The government has initiated negotiations with the International Monetary Fund on Wednesday regarding the release of critical funds, a process decelerated by apprehensions about the speed of economic reforms in the country.
Pakistan has frequently pursued international support to stabilize its economy, which has been affected by crippling national debt, bolting inflation and a tumbling rupee.
The talks are taking place in the Qatari capital Doha, the Ministry of Finance said, and are anticipated to continue into next week.
Finance Minister Miftah Ismail, Minister of State Dr. Aisha Ghous Pasha, Finance Secretary Hamed Yaqoob Shaikh, State Bank of Pakistan Acting Governor Dr. Murtaza Syed, Federal Board of Revenue Chairman Asim Ahmad and other officials belonging to the Finance Division are taking part in the talks.
A major deadlock is expected to be over exorbitant fuel and electricity subsidies. The finance minister said that he wanted to “find a middle ground” to the problem.

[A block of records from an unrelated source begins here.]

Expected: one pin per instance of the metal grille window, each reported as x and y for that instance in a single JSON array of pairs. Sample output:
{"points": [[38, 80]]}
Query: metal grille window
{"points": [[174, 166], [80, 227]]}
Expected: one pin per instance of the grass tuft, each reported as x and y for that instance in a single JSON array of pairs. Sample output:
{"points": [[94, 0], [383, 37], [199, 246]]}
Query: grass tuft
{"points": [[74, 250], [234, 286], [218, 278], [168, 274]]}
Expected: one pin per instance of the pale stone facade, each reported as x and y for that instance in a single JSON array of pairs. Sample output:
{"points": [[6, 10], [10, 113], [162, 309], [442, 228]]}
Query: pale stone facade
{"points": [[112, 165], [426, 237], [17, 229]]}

Economist Shahrukh Wani said that the government would attempt to convince the IMF to let it keep some of the subsidies for political stability but the IMF would refuse in order to make the trade and budget deficit manageable.
A $6 billion IMF bailout package agreed upon by former prime minister Imran Khan in 2019 has never been fully implemented. The previous government went back on the agreements to cut down or remove some subsidies and to improve revenue and tax collection.
Pakistan has so far received $3bn, with the program set to end later this year.
Officials are looking for an extension to the program till June 2023, as well as to release the next tranche of $1bn.